Metadata Madness

August 3, 2008

ISO19139 – hello? hello?

Filed under: inspire, iso19139 — metadatamadness @ 4:24 pm

Hello? What were the designers of ISO19139 thinking? Were any of them, in fact, thinking?

Consider this, my fellow sufferers:

gmd:identificationInfo/gmd:MD_DataIdentification/gmd:pointOfContact/gmd:CI_ResponsibleParty/gmd:contactInfo/gmd:CI_Contact/gmd:address/gmd:CI_Address/gmd:electronicMailAddress/gco:CharacterString

This is the hoop-jumping necessary to extricate the email address of a contact person for a data set, from a piece of ISO19139 XML. That’s 10, count ’em, 10 XML element levels deep.

This is metadata madness!

  • Why are so many elements repeated, with a short name then a long one?
  • Why is every text string wrapped in a gco:CharacterString element – just in case an XML parser doesn’t realise that it’s looking at text?

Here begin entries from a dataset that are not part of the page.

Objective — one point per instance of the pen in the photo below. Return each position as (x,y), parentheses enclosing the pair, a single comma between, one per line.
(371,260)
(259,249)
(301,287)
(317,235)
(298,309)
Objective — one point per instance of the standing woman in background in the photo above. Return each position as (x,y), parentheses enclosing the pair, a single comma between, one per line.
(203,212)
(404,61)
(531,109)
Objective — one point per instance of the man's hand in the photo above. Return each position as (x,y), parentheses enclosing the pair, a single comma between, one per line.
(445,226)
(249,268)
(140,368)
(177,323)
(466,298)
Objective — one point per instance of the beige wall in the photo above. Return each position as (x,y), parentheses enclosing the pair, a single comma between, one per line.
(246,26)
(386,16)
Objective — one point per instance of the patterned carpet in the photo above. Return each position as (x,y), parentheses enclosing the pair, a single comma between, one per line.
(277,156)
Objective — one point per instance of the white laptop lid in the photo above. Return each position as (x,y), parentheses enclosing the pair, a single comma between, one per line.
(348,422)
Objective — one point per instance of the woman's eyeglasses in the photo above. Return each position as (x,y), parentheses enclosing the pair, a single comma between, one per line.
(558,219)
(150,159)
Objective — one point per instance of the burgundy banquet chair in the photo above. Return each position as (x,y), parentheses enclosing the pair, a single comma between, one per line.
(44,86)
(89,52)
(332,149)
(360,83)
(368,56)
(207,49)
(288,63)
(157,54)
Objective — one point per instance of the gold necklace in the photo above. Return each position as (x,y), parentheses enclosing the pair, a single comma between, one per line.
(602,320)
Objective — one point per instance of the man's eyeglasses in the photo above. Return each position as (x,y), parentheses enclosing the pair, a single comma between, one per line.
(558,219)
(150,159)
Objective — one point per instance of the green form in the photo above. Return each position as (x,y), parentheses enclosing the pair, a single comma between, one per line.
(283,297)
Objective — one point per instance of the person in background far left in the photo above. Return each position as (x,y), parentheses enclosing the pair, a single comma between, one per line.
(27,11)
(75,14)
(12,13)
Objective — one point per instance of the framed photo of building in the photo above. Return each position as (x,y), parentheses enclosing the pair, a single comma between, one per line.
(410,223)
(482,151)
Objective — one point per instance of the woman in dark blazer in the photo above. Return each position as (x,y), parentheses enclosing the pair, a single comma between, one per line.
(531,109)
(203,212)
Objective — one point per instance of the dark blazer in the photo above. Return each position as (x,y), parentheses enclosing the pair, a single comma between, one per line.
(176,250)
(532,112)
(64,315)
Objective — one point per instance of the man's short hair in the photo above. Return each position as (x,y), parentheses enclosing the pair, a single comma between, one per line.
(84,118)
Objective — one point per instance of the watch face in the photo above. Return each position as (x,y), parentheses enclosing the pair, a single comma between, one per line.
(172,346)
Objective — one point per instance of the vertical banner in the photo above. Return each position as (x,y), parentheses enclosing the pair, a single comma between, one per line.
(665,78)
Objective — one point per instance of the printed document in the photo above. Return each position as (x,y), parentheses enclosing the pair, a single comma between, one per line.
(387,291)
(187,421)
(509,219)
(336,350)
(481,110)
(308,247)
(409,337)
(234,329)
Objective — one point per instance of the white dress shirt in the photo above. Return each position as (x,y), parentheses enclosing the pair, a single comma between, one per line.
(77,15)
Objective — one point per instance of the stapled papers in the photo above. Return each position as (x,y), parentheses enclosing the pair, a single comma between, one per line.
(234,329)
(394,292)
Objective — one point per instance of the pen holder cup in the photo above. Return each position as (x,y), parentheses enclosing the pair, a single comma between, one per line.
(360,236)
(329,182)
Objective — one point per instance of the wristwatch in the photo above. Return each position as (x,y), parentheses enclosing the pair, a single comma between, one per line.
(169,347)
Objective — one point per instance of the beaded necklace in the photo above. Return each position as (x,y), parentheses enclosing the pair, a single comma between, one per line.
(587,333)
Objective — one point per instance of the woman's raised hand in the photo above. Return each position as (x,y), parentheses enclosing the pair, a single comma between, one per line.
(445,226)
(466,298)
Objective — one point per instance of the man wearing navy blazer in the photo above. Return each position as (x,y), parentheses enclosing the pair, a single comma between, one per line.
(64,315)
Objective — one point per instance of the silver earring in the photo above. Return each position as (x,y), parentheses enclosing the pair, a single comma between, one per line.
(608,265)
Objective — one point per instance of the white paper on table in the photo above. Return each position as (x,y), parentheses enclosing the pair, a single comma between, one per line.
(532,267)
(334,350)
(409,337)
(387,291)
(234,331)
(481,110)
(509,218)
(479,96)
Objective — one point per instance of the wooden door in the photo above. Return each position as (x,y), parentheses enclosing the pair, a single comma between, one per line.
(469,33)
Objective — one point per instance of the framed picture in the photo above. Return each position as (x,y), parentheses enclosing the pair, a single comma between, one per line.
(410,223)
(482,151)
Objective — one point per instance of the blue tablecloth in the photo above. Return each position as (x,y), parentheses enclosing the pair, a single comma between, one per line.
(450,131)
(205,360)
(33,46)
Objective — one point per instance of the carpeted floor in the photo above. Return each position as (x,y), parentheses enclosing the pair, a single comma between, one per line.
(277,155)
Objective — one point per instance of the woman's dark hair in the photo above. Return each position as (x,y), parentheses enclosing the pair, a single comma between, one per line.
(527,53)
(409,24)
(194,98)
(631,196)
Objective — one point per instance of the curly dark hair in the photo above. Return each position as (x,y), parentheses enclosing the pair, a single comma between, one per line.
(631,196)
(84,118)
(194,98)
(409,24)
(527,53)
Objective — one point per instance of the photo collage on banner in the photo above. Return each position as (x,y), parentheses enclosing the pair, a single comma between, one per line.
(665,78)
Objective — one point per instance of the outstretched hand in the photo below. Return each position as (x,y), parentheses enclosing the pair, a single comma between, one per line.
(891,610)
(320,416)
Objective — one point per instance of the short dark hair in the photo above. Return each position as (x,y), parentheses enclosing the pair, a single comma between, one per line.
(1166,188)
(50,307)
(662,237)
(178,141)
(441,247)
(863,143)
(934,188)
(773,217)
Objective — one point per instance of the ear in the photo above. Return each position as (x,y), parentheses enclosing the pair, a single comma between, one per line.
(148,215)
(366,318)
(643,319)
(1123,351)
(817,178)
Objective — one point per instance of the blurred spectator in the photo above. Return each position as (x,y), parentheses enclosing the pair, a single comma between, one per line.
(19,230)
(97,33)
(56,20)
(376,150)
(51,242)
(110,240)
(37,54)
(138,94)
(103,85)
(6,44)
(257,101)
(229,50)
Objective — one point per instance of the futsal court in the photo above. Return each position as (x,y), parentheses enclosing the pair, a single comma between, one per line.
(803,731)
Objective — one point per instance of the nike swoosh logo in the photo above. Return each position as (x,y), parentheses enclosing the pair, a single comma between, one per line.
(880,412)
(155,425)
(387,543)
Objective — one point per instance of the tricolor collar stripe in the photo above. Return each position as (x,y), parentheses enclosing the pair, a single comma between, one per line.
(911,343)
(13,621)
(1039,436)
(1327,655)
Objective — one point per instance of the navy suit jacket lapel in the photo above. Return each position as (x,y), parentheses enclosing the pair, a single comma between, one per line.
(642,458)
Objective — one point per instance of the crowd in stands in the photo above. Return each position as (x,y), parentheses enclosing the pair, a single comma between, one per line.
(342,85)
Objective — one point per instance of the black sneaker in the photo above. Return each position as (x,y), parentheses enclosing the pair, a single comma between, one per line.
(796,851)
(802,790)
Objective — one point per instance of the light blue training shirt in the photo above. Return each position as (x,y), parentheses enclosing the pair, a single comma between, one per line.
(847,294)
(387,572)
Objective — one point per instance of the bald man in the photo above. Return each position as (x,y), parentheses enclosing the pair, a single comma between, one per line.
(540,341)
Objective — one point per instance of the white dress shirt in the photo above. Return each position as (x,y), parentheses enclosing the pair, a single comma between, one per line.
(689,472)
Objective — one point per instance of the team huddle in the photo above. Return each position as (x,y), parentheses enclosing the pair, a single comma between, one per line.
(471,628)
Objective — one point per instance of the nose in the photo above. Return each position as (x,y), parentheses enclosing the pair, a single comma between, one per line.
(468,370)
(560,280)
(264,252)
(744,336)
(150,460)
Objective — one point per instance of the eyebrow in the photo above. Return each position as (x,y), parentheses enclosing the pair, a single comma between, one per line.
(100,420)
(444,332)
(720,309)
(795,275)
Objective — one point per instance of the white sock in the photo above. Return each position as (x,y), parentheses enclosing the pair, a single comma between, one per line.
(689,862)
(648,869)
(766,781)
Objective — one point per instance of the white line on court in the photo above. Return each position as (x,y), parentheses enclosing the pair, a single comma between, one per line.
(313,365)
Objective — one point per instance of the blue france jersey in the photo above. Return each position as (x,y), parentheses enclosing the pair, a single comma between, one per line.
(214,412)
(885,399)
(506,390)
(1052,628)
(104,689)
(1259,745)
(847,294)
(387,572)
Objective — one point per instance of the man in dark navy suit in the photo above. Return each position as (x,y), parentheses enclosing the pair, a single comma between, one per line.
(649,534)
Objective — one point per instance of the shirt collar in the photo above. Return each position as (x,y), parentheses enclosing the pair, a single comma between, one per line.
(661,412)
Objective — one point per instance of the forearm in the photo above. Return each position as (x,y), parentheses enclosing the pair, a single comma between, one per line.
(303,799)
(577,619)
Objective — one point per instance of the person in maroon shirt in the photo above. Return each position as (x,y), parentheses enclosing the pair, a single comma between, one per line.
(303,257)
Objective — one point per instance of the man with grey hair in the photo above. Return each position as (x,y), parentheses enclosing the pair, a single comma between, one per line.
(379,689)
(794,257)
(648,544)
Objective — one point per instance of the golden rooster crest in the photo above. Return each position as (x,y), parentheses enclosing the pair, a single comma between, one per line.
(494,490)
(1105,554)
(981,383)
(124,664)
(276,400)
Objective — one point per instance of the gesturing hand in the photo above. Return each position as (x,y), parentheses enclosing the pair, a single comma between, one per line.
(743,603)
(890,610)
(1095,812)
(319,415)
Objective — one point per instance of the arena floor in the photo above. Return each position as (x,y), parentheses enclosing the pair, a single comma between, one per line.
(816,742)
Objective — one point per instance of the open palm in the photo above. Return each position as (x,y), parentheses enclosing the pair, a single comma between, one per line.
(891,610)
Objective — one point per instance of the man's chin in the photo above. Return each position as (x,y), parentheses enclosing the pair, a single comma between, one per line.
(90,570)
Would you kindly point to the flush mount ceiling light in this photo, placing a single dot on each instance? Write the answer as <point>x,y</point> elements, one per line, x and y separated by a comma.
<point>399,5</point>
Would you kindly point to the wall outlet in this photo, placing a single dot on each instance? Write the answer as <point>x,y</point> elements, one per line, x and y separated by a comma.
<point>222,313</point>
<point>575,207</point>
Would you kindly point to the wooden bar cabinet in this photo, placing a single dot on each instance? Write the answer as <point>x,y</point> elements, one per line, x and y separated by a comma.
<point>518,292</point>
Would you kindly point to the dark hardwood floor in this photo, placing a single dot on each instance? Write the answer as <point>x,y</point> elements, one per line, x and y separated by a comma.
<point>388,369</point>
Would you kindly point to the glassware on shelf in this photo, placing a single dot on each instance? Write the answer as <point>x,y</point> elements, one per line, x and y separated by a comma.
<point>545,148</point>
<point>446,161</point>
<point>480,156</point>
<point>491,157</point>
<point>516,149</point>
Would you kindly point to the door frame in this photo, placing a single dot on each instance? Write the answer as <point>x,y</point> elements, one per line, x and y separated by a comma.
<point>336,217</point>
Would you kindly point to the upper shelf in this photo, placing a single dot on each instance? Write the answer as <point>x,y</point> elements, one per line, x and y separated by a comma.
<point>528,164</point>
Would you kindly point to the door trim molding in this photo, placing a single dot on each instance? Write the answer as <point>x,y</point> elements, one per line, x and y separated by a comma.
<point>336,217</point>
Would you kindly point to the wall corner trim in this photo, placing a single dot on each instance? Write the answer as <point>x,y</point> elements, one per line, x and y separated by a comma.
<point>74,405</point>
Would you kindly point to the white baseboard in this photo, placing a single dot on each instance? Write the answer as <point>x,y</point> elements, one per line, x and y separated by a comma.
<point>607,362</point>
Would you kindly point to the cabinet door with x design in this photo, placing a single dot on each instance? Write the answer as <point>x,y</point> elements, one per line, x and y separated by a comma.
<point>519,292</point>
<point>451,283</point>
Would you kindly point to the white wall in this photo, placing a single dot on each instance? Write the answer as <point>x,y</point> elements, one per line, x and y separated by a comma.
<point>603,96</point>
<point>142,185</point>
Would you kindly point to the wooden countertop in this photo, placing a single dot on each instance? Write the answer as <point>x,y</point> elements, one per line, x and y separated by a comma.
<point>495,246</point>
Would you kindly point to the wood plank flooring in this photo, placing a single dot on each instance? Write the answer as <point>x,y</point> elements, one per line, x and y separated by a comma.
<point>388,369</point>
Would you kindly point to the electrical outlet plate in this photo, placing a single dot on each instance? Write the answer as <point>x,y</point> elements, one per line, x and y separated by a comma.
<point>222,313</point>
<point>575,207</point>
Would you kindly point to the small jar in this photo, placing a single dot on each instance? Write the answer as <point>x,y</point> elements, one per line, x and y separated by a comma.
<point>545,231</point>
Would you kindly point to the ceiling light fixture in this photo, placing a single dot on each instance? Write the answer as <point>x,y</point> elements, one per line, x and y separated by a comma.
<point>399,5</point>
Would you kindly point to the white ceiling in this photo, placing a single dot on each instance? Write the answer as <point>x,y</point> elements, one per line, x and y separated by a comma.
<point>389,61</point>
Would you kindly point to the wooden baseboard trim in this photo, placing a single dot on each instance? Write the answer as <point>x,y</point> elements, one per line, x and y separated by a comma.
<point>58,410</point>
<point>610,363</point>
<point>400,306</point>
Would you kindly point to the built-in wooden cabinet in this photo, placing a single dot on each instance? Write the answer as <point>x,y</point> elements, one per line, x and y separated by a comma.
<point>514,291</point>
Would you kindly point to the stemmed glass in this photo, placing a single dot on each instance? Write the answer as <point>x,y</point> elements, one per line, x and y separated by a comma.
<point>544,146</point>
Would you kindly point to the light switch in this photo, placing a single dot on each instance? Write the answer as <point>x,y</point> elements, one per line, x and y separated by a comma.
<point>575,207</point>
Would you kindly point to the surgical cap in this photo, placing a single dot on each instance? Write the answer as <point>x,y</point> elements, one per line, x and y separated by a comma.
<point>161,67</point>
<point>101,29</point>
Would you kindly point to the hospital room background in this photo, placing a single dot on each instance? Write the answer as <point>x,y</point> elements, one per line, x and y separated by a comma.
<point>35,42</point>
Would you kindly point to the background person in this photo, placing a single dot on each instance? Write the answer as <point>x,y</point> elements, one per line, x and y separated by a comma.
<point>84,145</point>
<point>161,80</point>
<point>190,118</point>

I suspect there’s a tyranny of the toolset at work, an expectation that everyone’s working with W3C XML Schema and not with a more relaxed schema language or, imagine, none at all.

19139 is simply grotesque. It makes a joke of the word “standard”. The INSPIRE expert group on Metadata skirted round the issue, but it’s not being recommended for use in European projects – the dog’s not barking, though ISO may be.

I wouldn’t care, except that it is starting to affect me now. Organisations buy a proprietary toolkit, read some dodgy abstract reference documents which say that 19115 is The Standard Way To Do Geo-Metadata and 19139 is The Standard Way To Put It In XML. Then some poor muggins has to write code to actually re-use the information.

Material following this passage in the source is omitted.